The working directory is to be taken from context.
RISC-V Cores
Three open source RISC-V cores have been made available for the Intel Platform Designer (Qsys).
To install the cores for Intel Platform Designer, first download the source from the GitHub repository.
- $ git clone https://github.com/ARIES-Embedded/riscv-on-max10.git
Then copy the cores to a location such as /opt/riscv-cores
- $ cp --parents riscv-on-max10/RiscvCores /opt/riscv-cores
Start Intel Quartus Prime and add the cores to the global library:
- Open the menu Assignments -> Settings
- Under IP Settings -> IP Catalog Search Locations add the path
- /opt/riscv-cores/**/* to the global IP search directories
Now the cores are available as IP under the group RISC-V.
Programming The Demo
Compiling Firmware
A precompiled memory initialization file (.mif) is available in the Prebuild/ folder, that can be used to skip this section.
Installing The GNU GCC Toolchain
The complete guide for installing the toolchain can be found in the RISC-V GNU Toolchain repository.
Download and install the prerequisites:
- $ sudo apt-get install autoconf automake autotools-dev curl python3 libmpc-dev libmpfr-dev libgmp-dev gawk build-essential bison flex texinfo gperf libtool patchutils bc zlib1g-dev libexpat-dev
Clone the repository:
Configure build with multilib support for RV32 architectures:
- $ cd riscv-gnu-toolchain
- $ ./configure --prefix=/opt/riscv --with-multilib-generator="rv32i-ilp32--;rv32im-ilp32-rv32ima-;rv32imc-ilp32-rv32imac-;rv32imafc-ilp32f--"

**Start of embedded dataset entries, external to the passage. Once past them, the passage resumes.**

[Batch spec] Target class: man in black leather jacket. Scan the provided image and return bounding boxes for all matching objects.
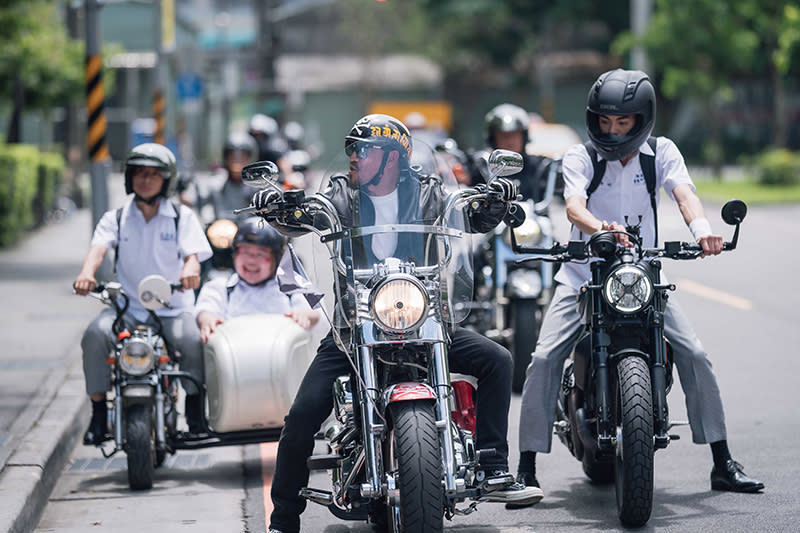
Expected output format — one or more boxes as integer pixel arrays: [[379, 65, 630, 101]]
[[252, 115, 541, 533]]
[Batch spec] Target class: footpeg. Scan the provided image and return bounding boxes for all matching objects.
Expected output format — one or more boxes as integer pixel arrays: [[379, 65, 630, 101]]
[[306, 454, 342, 470], [300, 487, 333, 507]]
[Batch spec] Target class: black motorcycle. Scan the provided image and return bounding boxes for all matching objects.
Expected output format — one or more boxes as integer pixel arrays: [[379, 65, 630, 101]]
[[514, 200, 747, 526]]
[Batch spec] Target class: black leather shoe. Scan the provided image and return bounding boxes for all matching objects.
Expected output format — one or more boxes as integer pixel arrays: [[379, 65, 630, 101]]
[[506, 472, 544, 509], [83, 414, 108, 446], [711, 459, 764, 492]]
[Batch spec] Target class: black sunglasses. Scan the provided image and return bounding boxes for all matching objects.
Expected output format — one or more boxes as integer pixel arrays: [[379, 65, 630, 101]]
[[344, 142, 381, 159]]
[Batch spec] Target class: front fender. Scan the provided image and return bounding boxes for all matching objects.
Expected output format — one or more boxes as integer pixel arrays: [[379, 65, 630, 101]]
[[383, 381, 436, 405]]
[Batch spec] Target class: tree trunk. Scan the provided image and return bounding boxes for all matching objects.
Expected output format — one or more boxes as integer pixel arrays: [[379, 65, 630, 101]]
[[6, 74, 25, 144]]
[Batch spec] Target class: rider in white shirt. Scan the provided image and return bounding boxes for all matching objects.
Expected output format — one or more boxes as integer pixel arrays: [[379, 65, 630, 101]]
[[74, 143, 211, 445]]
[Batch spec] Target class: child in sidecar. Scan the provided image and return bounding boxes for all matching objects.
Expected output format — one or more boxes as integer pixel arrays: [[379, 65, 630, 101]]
[[192, 218, 328, 433]]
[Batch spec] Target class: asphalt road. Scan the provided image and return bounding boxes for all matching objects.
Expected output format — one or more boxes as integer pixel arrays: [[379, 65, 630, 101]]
[[28, 198, 800, 533]]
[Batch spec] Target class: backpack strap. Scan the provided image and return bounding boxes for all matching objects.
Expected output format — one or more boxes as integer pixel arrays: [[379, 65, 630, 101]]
[[114, 202, 181, 274], [584, 137, 658, 246], [639, 137, 658, 246], [583, 141, 608, 198]]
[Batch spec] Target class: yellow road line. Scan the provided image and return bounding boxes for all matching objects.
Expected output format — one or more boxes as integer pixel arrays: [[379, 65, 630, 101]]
[[675, 279, 753, 311]]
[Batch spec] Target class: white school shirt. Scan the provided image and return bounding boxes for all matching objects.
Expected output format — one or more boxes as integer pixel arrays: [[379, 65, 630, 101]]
[[367, 189, 400, 260], [555, 137, 695, 290], [195, 274, 328, 333], [91, 196, 211, 321]]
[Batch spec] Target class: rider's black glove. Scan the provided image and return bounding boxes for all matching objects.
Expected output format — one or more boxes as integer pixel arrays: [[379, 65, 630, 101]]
[[489, 178, 519, 202], [255, 189, 283, 211]]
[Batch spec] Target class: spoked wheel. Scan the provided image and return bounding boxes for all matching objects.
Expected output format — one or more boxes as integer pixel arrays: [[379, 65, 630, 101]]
[[125, 405, 156, 490], [386, 401, 444, 533], [614, 357, 654, 527]]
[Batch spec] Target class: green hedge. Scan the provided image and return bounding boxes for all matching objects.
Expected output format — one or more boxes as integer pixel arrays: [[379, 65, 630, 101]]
[[33, 152, 66, 225], [0, 144, 64, 246]]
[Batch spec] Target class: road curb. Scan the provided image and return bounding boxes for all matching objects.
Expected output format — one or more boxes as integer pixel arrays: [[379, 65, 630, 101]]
[[0, 347, 87, 533]]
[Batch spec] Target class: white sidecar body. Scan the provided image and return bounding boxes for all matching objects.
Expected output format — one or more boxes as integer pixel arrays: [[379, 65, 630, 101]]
[[203, 314, 317, 433]]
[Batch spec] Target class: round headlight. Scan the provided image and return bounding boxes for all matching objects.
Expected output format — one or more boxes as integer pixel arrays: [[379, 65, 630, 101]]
[[118, 337, 153, 376], [370, 278, 428, 332], [206, 218, 238, 250], [603, 265, 653, 313], [503, 214, 542, 248]]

Finally start the build, note that this can take some time!
- $ sudo make
Add the build tools to the path variable by opening ~/.bashrc or equivalent and add the line:
- export PATH="$PATH:/opt/riscv/bin"
Reload the terminal:
- $ source ~/.bashrc
Now the build tools are available via:
- riscv64-unknown-elf-(*)
Compiling The RISC-V Firmware
Open a terminal in the RiscvSimple/ or RiscvFreertos/ folder of one of the sample projects and run the command:
- $ make
If successful the output files are generated in the subfolder out/.
Copy the bootrom.mif to the respective Quartus Project folder.
- $ cp out/bootrom.mif ..
Quartus Prime Project
Precompiled Files
Precompiled programming files are available for the modules, they can be used to skip the next section and start with programming the FPGA.
Compiling The Quartus Project
Start Quartus Prime and open the project corresponding to your module.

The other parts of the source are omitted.